Followers of my Twitter account know I often use hashtags. The infographic advises no more than two; I usually try not to use more than three. Hashtags are an easy way to increase a tweet’s visibility, so they should be used on a tweet one wants to see promoted.
Live tweeting things like sports or major events (election returns, etc.) are one major use for hashtags. They easily let others see your thoughts about said events in real-time; they’ll also be able to retweet your tweet, or respond. (Given Twitter’s troll problem, that last one might not always be for the best, I’ll admit.) I often live tweet things like the Super Bowl or the Stanley Cup.
There’s also the use of “joke” ones meant to be humorous or sarcastic. I definitely use those on occasion.
The infographic suggests that one or two hashtags on Facebook posts are the optimum number, and I’d have to agree. That said, hashtags have been slower to catch on in popularity on Facebook.
I often try to post hashtags with posts I make to my Facebook page, though I admit I don’t always remember to do so.

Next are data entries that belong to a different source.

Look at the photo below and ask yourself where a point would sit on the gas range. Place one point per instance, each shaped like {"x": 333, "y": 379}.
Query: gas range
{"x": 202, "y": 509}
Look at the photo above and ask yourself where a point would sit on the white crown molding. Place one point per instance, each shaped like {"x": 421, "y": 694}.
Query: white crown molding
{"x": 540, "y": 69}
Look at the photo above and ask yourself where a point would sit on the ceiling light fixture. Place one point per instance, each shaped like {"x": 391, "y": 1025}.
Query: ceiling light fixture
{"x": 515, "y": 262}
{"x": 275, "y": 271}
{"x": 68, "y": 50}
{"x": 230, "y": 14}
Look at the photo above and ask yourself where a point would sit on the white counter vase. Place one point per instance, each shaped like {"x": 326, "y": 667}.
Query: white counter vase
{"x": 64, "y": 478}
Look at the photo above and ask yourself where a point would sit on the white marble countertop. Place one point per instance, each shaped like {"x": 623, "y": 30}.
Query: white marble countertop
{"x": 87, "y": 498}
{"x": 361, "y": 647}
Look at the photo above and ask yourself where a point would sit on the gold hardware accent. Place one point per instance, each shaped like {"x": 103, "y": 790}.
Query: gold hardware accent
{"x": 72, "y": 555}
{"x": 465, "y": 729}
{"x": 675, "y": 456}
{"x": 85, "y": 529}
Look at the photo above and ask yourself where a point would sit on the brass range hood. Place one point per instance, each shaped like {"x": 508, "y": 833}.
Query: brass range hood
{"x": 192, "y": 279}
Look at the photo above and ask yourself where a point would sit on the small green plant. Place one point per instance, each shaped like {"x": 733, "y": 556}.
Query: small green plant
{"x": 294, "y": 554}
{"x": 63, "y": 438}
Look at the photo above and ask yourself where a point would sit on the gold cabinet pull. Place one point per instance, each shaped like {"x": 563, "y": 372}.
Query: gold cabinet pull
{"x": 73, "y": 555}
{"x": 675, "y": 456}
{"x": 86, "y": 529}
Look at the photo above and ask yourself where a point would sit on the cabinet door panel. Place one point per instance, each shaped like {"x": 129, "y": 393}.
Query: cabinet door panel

Instagram’s been a very popular place for hashtags. While I view 10 hashtags on a post as excessive, as the infographic notes, a lot of Instagram posts come with a rather ludicrous number.
Still, if you don’t want to go with that many, I’d suggest using two or three, which the infographic states also gets plenty of interaction.
Google+ hasn’t taken off as a social network, though it does have an active set of community forums. For those who do make profile posts, however, adding a few custom hashtags doesn’t hurt.
That said, Google+’s main advantage is being tied to Google itself, with public posts turning up in Google search results. You’d probably want to make sure your post has a few decent keywords.